Teleșeu is a village in Orhei District, Moldova.

==Demographics==
According to the 2014 Moldovan census, Teleșeu had a population of 1,169 residents. The village spans an area of 29.6 km², resulting in a population density of approximately 39.5 inhabitants per square kilometer as of 2014. Between the 2004 and 2014 censuses, Teleșeu saw a population decrease of about 1.4%.

Women slightly outnumbered men, with 619 females (52.9%) and 550 males (47.1%). In terms of age distribution, 20.9% of the population were children aged 0–14, 68.7% were of working age (15–64), and 10.4% were aged 65 and older. All residents lived in rural areas.

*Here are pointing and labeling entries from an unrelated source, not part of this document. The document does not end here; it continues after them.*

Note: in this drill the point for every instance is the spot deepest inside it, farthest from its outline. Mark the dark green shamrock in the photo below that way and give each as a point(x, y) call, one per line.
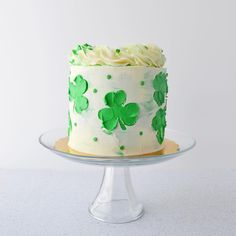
point(161, 88)
point(159, 124)
point(76, 90)
point(84, 47)
point(117, 112)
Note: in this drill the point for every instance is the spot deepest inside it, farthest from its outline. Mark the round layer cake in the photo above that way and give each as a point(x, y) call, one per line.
point(117, 100)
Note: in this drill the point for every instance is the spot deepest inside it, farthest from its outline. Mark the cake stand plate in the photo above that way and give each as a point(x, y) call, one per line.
point(116, 201)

The vast majority of residents (99.5%) were born in Moldova, with a small number (0.5%) originating from other Commonwealth of Independent States countries. Ethnically, the population was primarily Moldovan (94.4%), followed by Romanians (4.6%) and Ukrainians (0.6%). Moldovan was the most commonly reported native language, spoken by 89.1% of the population, while 10.3% reported Romanian as their native tongue. Virtually all residents identified as Orthodox.

==Administration and local government==
Teleșeu is governed by a local council composed of nine members. The most recent local elections, in November 2023, resulted in the following composition: 6 councillors from the Party of Action and Solidarity and 3 councillors from the Revival Party. The Alliance of Liberals and Democrats for Europe, the Party of Socialists of the Republic of Moldova, the Liberal Party, and the Chance Political Party also ran, but didn't receive enough votes to select councillors. In the same elections, the candidate from the Party of Action and Solidarity, Ion Dediu, was elected as mayor with a 58.79% majority of the vote.